The report calls for increasing incentives for post-high school education and training; developing national skill credentials that can be carried from job to job; making education more widely available in part by delivering it online and in customized ways; utilizing community colleges to a greater extent; and inculcating the notion of lifelong learning.
A member of the commission said business and educational institutions must cooperate to identify and meet skill demands in local economies.
“We need to do a better job of connecting the world of education to the world of work,” said David Dougherty, president and CEO of Convergys, at a Washington news conference.
Community colleges provide a key intersection, according to Gail Mellow, president of LaGuardia Community College in New York.
“We get how to be responsive,” Mellow said. “We know how to be nimble. What is needed is a skill credential that makes a difference in the workplace.”
The chair of the Springboard Project vowed that the report would spur improvements in education rather than gather dust on a shelf in Washington.
“This town produces a lot of nice reports,” said William Green, chairman and CEO of consulting firm Accenture. “They think once the report is produced, the job is done. We think that when the report is done, the job begins.”
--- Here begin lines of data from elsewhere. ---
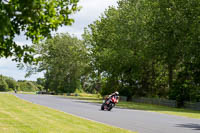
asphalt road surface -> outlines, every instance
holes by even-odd
[[[32,103],[139,133],[200,133],[200,119],[148,111],[113,108],[101,111],[100,104],[58,96],[16,94]]]

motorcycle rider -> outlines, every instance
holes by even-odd
[[[119,92],[115,91],[114,93],[110,94],[107,99],[111,99],[112,97],[115,97],[117,99],[117,102],[118,102],[118,100],[119,100]]]

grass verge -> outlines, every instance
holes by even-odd
[[[0,133],[132,133],[0,93]]]

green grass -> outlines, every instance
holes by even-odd
[[[0,93],[0,133],[132,133]]]
[[[86,100],[89,102],[102,103],[102,98],[98,98],[96,96],[93,96],[93,97],[92,96],[91,97],[69,96],[69,98],[76,98],[80,100]],[[158,113],[169,114],[169,115],[200,119],[200,111],[194,111],[194,110],[183,109],[183,108],[171,108],[171,107],[152,105],[152,104],[121,102],[121,101],[116,106],[120,108],[145,110],[145,111],[152,111],[152,112],[158,112]]]

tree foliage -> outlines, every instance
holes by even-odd
[[[79,0],[0,0],[0,58],[15,56],[17,61],[33,61],[34,49],[14,42],[25,34],[33,43],[50,37],[59,26],[71,25],[70,14],[79,10]]]
[[[58,34],[35,46],[41,59],[37,71],[45,71],[45,89],[74,92],[88,68],[87,49],[83,42],[69,34]]]
[[[83,35],[103,93],[199,101],[200,1],[121,0]]]

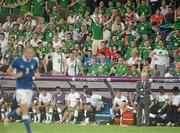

Companies will stay involved in the process, Green said, because the Business Roundtable will ask each of its members to work on education and training initiatives with at least one state, community college or other two- or four-year college, school district or nonprofit organization.
They also will contribute to Workforce 101, an Internet-based, free course on workplace requirements for high school and college students.
Finding strong job candidates is one of the top two or three priorities for most companies.
“People are desperate to attract talent across the board,” Green said.
That focus, in addition to a commitment from the Obama administration on education and training, enhances the timing of the report, according to Green.
“We are at a defining moment,” Green said. “Do we have the will to seize the day?”
Congress is considering two bills that relate directly to training. A measure that has passed the House would provide about $10 billion of the $12 billion President Barack Obama requested for bolstering community colleges. Another bill would update the Workforce Investment Act, the law that governs many postsecondary training programs.
At a time when every policy matter is viewed in the context of the soaring federal budget deficit, Green said the business group is not seeking billions of new government dollars.
“Our going-in position has to be that we really rethink and repurpose what we spend money on today to get the right outcomes,” Green said.
In the meantime, businesses are searching for job candidates who have the analytical and communication skills to help them compete.
“Talent is a global commodity,” Green said. “The companies and countries with the best people win.”